Apenas alguns anos depois, Casement enfrentaria a forca por “alta traição”, acusado de recrutar jovens na Alemanha para lutar na batalha pela independência da Irlanda em casa. O caso foi um dos julgamentos mais famosos da história jurídica do Reino Unido e da Irlanda, e o recurso malsucedido girou em torno de se a “alta traição” poderia ser cometida fora do Reino Unido e da Irlanda. Muitos dos amigos poderosos e influentes de Casement estavam longe de serem vistos até então, graças ao vazamento de seus diários pessoais.

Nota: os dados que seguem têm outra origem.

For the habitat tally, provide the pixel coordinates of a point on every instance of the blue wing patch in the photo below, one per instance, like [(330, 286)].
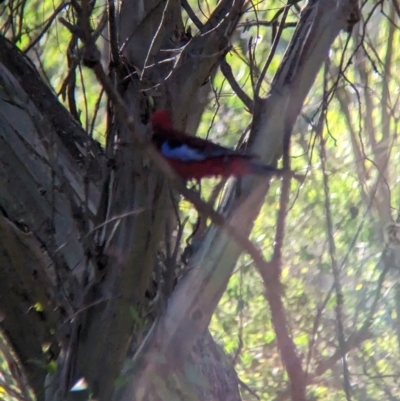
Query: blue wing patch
[(182, 152)]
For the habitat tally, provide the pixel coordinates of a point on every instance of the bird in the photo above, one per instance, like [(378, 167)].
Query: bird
[(196, 158)]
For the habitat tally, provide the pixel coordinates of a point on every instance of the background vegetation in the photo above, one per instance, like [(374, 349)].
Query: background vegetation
[(318, 316)]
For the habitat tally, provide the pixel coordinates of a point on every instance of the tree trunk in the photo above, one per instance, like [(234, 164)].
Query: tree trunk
[(83, 228)]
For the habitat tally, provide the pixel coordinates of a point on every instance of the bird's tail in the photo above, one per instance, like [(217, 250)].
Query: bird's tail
[(265, 169)]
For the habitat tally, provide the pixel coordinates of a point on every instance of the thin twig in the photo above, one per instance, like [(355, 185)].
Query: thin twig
[(242, 95), (331, 243), (272, 51)]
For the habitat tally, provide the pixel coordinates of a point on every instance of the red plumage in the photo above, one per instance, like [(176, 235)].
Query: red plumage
[(196, 158)]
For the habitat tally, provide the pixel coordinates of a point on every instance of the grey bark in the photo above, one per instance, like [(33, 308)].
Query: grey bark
[(56, 189)]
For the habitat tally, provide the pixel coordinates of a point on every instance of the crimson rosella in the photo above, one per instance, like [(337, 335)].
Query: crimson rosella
[(196, 158)]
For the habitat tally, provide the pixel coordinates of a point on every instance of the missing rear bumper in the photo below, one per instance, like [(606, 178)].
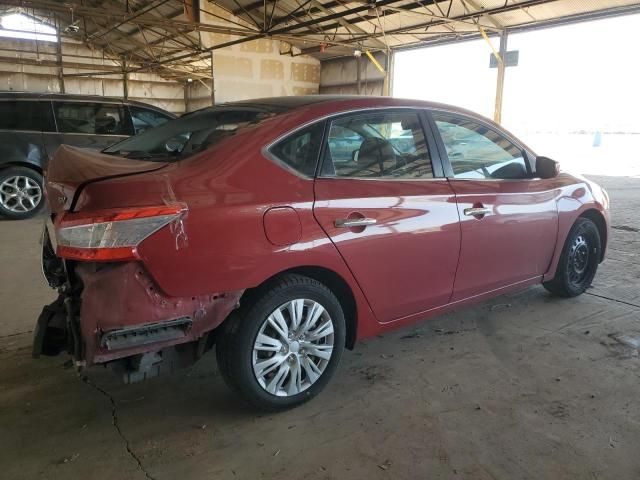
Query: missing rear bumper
[(143, 335)]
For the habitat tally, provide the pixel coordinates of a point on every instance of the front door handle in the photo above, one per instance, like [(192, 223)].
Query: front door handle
[(354, 222), (477, 211)]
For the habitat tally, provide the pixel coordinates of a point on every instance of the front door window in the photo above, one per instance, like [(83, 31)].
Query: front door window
[(476, 151)]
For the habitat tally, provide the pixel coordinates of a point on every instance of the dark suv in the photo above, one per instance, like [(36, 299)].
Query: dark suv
[(33, 125)]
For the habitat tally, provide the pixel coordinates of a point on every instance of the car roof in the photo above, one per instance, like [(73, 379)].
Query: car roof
[(15, 95), (343, 102)]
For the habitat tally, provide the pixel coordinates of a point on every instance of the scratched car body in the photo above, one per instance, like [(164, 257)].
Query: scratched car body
[(284, 230)]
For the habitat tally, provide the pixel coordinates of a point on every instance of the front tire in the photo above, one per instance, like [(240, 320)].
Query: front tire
[(21, 193), (281, 348), (579, 260)]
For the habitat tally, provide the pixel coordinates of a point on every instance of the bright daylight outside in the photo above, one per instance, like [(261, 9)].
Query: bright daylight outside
[(568, 97)]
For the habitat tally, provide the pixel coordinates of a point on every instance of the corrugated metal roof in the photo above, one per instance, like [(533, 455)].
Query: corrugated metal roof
[(164, 36)]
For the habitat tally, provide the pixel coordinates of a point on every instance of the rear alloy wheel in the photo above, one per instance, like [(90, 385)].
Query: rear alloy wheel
[(20, 193), (579, 260), (282, 348)]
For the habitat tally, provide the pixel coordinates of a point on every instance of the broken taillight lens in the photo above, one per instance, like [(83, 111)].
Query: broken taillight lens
[(111, 235)]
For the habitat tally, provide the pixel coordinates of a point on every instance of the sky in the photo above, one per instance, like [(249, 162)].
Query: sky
[(584, 76)]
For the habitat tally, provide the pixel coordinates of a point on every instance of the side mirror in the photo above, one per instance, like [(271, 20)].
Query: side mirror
[(547, 168)]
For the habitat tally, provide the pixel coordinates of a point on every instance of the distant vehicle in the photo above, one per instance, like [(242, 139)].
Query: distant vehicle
[(283, 230), (34, 125)]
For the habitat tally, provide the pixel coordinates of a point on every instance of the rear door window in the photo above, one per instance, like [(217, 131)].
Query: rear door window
[(27, 115), (90, 118), (144, 119), (301, 149), (377, 145)]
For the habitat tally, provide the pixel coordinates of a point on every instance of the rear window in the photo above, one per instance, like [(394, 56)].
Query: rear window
[(29, 115), (90, 118), (143, 119), (190, 134)]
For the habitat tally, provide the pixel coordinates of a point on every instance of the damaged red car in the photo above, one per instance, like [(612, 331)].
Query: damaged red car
[(283, 230)]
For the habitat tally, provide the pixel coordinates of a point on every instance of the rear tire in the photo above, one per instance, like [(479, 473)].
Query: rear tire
[(282, 346), (21, 193), (579, 260)]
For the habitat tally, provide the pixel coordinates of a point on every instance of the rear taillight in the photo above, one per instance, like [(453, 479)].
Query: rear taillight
[(111, 235)]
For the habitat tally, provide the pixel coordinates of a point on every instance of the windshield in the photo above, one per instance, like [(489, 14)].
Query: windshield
[(187, 135)]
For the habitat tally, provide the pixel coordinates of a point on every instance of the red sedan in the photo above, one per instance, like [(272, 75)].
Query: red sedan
[(283, 230)]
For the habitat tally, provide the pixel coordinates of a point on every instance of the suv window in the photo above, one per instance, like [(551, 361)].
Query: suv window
[(90, 118), (144, 119), (476, 151), (301, 149), (189, 134), (26, 115), (377, 145)]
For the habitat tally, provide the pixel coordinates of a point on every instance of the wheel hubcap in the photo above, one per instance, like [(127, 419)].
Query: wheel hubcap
[(20, 194), (579, 256), (293, 347)]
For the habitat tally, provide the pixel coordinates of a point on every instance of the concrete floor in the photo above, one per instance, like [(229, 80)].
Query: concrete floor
[(526, 386)]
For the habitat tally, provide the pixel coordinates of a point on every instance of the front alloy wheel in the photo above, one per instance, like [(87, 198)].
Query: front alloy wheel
[(283, 344), (20, 192), (578, 261)]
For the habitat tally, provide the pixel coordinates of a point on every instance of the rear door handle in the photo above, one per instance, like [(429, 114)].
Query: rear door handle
[(354, 222), (477, 211)]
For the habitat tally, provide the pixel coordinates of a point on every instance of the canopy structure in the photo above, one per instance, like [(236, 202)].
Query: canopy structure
[(174, 38)]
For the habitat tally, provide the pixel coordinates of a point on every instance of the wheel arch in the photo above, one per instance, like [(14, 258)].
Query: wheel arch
[(335, 282), (598, 218), (31, 166)]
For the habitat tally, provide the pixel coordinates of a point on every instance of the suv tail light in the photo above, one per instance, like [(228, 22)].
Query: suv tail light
[(110, 235)]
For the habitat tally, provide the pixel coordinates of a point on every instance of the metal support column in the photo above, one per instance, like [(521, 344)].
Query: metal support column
[(187, 97), (391, 62), (213, 82), (60, 64), (502, 67), (125, 80), (358, 76)]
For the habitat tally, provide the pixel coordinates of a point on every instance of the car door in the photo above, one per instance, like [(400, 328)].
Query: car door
[(93, 125), (381, 198), (508, 218), (23, 127)]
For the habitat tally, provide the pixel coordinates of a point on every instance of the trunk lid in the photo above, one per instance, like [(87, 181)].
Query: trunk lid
[(72, 168)]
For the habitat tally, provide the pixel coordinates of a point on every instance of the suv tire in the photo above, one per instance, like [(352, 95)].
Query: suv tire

Roger Casement é lembrado como um herói por muitos, e ninguém pode negar que sua influência foi significativa. Um padre católico que visitou na época do enforcamento fez a seguinte declaração: “Devemos estar orando para ele, em vez de para ele.” 

Sobre o filme “Os Segredos de Putumayo”

Descrição

Documentário sobre Roger Casement (1864-1916), o irlandês que é considerado o pai das investigações sobre violações de direitos humanos. Ações heróicas durante seu tempo na África, no Brasil e em sua Irlanda natal ainda ecoam hoje.

Data de lançamento: 1 de setembro de 2022
Diretor: Aurélio Michiles
Elenco: Stephen Rea
Mais infos em Revista de Cinema

Trechos de ‘The Black Diaries’

28 de fevereiro de 1910, Brasil

“Parafuso profundo até o punho… Rua do Hospicio, 3$ só quarto bom. Feche a janela. Adorável, jovem – 18 e glorioso. Maior desde Lisboa julho de 1904… Perfeitamente enorme.”

13 de janeiro de 1910

“Gabriel Ramos – X Deep to hilt” e terminou “em estocadas muito profundas”.

2 de março de 1910, São Paulo

“Respirado e rápido empurrão enorme. Amou poderosamente. Para Hilt Deep X.”